ベビーカーを引く女性より杖をついている老人を優先して轢き殺すのか?
カップルよりアキバ系ヲタク風の男性を優先して轢き殺すのか?
年収の高そうなスーツを着た男性より浮浪者っぽい恰好をした男性を優先して轢き殺すのか?
有名タレントより一般人を優先して轢き殺すのか?
イケメンよりも不細工を優先して轢き殺すのか?

倫理的に答えのない問題なので、プログラムを書くプログラマーが功利主義かどうか、みたいなもので決まるのかもしれないですが。
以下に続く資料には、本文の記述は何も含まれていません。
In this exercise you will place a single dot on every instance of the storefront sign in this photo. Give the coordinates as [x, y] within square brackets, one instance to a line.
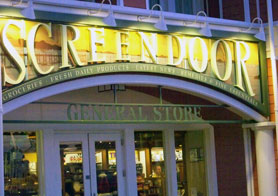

他にも、今話題のChatGPTを筆頭に、著しく進化を遂げたAIにより、チューリングテストを軽々と突破してくるテキスト対話型のAIが登場してきています

このまま時代が進めば、近い将来に合成音声でまったく人間と遜色ない返答ができる音声対話型のAIが登場し、さらにメタバース的なVR空間で生身の人間が操作するPC(プレイヤーキャラクター)に混ざって存在するNPC(ノンプレイヤーキャラクター)にこの技術が導入されると、もう人間には相手がPCなのかNPCなのかの区別はできない世界がきます。

これってもう哲学的ゾンビの世界ですよね?

あとはちょっと強引ですが、シンギュラリティがおいでなすって、医療技術が超革命を起こしたとして、精神を電子データ化してWeb上で半永久的に生きることができるようになったら、死とは何か?についてみんな考えるようになるだろうし、

3D臓器プリンターで作った臓器をひとつづつ入れ替えて行って、脳まで取り替えたらそれは元の個体とは別個体なのか?とか、

恋人が亡くなったので、生前の恋人の行動・仕草を完全模倣するアンドロイドを提供するサービスに登録し、数年後に本人が亡くなった後、未亡人アンドロイドが同サービスで(元生身の人間の)恋人を模倣するアンドロイドを購入して2体のアンドロイドが日常生活を送り続ける世界観、そこに愛は存在するのか?みたいな

レジェンド思想家たちが考えていたことはムダではなかったということですね。